Originally posted by king108:
Money is not the sole criteria. Unfortunately we are always told assumptions about talents without taking care that in rewarding them we must not go above the limit to avoid overdoing the act.
Can one imagine after two terms of office, the taxpayers will have to pay them 2/3 of their last pays for life. This is not a small sum or burden and has to be factored in by an independent panel.
However I agree that by paying sufficiently high salaries we will attract certain better candidates. Remember though salary is not the only criterion to attract the best candidates as there are many good people out there who will be prepared to accept lesser pay to serve if an opportunity is open to them.
Just because of autocratic assumption we have under the Goh Keng Swee doctrine unnecessarily pushed up the public sector wage costs leading to our loss of competitiveness for the whole economy as seen in the last two deep recessions.
We can afford to pay our MPs and Ministers good salaries but not over-inflate them to the extent of rewarding the free-riders or free-loaders who did not perform with major areas of success.

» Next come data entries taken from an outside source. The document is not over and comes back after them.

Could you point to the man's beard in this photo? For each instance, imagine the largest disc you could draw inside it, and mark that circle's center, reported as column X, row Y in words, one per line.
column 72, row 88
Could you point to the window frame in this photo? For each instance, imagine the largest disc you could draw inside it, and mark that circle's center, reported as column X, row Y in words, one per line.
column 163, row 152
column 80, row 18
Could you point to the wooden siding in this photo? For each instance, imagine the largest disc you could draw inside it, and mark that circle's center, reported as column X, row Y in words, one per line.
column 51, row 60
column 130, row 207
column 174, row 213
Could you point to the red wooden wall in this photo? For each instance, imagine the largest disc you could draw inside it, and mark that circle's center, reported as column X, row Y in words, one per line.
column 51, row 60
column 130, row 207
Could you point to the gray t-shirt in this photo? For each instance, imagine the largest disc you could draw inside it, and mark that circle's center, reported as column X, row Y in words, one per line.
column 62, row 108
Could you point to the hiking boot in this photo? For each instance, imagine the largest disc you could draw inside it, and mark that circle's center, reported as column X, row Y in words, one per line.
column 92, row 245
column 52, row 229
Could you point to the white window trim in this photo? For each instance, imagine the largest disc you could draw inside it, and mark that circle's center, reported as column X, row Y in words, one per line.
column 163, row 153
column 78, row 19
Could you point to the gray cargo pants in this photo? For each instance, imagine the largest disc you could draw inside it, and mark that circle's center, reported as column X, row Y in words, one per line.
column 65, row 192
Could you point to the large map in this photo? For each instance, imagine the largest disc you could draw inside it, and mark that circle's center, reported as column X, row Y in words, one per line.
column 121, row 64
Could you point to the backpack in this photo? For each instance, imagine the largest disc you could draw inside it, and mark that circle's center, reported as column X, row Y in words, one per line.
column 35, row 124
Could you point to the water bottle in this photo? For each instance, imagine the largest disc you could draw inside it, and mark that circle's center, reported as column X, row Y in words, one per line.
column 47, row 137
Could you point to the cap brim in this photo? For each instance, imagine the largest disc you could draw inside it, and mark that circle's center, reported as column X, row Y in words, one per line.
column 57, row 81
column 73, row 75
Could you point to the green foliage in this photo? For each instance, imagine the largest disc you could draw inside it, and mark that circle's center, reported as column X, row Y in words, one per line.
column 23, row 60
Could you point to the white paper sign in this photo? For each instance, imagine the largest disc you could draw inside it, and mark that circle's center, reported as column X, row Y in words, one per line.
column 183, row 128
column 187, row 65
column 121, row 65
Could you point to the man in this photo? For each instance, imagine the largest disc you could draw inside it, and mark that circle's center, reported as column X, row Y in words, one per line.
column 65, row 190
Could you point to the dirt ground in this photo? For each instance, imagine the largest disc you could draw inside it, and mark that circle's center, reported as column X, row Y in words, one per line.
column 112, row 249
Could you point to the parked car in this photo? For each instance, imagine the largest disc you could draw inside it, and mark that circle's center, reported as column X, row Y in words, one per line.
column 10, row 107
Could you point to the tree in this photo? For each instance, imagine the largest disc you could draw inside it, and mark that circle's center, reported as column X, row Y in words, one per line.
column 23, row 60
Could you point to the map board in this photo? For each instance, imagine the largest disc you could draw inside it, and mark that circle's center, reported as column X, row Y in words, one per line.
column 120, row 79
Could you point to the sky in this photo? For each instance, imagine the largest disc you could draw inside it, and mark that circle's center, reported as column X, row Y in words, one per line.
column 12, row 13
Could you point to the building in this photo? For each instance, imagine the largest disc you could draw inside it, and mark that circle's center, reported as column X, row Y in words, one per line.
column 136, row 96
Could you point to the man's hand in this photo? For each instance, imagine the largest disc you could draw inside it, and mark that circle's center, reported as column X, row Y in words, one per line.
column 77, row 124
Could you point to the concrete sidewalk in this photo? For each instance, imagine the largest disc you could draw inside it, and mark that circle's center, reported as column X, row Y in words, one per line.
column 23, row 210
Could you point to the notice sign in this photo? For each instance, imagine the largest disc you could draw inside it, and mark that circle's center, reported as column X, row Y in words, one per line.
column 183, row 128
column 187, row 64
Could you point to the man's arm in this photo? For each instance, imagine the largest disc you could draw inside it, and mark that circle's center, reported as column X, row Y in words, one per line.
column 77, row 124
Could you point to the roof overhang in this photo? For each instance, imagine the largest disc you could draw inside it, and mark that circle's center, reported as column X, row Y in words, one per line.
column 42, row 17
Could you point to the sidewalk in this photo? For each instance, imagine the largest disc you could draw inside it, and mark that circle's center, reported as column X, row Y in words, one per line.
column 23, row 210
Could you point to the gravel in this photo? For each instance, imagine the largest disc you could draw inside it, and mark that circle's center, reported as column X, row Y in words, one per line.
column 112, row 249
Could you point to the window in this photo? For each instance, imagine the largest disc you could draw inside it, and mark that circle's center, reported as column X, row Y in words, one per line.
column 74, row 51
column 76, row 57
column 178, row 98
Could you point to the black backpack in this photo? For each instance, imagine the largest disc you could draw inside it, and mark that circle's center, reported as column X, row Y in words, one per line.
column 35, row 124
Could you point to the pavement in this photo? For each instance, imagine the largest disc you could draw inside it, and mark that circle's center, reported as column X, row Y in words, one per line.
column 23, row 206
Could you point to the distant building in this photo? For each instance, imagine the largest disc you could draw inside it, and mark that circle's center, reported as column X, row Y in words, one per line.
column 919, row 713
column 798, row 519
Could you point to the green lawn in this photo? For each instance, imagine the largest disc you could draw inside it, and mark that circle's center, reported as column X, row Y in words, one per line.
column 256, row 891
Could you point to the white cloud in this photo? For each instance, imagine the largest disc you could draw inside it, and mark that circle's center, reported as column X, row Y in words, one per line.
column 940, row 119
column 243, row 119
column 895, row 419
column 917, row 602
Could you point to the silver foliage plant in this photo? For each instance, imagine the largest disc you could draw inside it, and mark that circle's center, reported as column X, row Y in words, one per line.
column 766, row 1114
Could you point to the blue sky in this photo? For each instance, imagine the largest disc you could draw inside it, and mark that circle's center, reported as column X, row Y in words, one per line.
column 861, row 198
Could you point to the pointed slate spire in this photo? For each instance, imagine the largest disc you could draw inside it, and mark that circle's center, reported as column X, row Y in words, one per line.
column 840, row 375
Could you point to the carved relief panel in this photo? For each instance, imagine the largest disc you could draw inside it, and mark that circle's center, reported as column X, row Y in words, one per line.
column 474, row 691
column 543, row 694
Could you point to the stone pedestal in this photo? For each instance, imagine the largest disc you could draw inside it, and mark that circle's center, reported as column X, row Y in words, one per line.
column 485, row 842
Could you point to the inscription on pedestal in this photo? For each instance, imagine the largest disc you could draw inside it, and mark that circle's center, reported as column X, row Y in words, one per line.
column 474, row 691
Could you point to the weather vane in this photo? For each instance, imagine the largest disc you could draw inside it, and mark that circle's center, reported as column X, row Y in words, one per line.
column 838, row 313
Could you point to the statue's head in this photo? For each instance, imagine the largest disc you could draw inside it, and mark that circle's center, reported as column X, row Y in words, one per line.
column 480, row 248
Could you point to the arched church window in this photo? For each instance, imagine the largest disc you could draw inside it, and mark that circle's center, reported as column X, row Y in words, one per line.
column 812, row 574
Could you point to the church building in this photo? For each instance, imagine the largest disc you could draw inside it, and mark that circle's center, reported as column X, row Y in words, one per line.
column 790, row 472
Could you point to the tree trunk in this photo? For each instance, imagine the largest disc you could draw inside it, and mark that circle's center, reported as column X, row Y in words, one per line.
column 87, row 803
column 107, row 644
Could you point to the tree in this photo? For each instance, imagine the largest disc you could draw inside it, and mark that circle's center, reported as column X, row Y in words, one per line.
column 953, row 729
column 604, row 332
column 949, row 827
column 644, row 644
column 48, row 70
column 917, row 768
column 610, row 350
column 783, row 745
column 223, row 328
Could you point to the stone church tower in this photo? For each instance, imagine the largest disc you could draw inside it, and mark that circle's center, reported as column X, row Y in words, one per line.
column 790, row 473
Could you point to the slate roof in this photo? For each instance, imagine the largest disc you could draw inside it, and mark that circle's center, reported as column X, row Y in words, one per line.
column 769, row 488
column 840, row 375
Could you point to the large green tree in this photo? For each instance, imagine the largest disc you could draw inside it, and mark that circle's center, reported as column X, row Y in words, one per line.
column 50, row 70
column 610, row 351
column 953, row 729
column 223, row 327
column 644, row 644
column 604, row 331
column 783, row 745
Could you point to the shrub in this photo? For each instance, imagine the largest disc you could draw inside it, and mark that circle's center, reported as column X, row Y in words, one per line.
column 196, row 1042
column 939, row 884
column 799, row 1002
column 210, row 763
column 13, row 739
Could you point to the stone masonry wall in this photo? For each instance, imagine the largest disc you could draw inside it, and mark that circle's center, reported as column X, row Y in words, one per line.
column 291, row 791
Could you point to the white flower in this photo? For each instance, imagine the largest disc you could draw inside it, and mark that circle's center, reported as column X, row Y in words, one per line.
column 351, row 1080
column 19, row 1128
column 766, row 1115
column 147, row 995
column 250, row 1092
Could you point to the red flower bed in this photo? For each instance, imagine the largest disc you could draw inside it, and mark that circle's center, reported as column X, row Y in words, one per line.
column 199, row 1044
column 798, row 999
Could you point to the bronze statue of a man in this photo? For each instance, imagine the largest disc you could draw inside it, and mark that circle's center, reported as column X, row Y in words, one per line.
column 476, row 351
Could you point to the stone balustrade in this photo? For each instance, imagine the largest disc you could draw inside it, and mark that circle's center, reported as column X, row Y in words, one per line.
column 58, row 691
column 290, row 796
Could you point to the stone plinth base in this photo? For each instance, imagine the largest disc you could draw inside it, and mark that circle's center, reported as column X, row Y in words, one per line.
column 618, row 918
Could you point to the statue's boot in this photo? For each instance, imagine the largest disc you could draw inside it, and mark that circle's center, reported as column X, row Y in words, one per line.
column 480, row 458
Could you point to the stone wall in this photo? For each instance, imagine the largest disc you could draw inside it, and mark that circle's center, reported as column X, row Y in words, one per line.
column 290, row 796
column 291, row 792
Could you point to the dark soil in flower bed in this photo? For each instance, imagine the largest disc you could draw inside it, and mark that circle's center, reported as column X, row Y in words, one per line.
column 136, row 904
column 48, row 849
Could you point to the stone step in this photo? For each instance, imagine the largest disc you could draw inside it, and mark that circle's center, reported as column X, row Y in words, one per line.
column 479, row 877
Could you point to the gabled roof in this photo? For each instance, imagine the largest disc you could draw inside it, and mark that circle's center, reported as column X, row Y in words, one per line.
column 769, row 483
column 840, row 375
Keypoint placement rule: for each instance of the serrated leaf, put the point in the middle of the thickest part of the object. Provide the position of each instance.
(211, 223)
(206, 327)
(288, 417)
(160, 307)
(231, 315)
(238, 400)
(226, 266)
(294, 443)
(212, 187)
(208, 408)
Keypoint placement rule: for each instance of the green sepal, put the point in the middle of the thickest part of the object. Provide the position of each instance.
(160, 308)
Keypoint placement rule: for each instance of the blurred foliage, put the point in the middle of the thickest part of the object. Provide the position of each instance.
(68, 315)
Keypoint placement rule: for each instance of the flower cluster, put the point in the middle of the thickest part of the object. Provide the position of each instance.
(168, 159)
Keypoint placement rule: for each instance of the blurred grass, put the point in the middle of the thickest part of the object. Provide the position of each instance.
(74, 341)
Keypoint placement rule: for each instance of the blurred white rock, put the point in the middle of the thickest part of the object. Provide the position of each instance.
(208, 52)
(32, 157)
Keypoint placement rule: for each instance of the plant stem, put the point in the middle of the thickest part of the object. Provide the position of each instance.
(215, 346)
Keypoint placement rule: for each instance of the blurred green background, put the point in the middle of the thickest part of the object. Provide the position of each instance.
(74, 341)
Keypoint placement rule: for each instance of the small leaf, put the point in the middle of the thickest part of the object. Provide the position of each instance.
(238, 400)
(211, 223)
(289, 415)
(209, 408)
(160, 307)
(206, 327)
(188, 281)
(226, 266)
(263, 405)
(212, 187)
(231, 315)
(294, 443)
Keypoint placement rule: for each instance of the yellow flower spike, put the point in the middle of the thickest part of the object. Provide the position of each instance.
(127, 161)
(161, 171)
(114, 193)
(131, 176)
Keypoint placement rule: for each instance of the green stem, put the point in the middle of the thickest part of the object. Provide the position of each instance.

Up to now there is no accountable and transparent independent panel to assess our public iron ricebowlers' actual market values based on apple-to-apple comparison.
MPs are currently doing only part-time job and as such the independent panel should be able to judge their real contributions as MPs based on performance and job scopes.
Unless he is made a minister in which case he should not be over-paid just to attend a few meet-the-people sessions or parliaments without even raising major issues and solving problems as posted by many in this forum.
Let the real yardstick finally be based on actual work scope and concrete assessment of performance.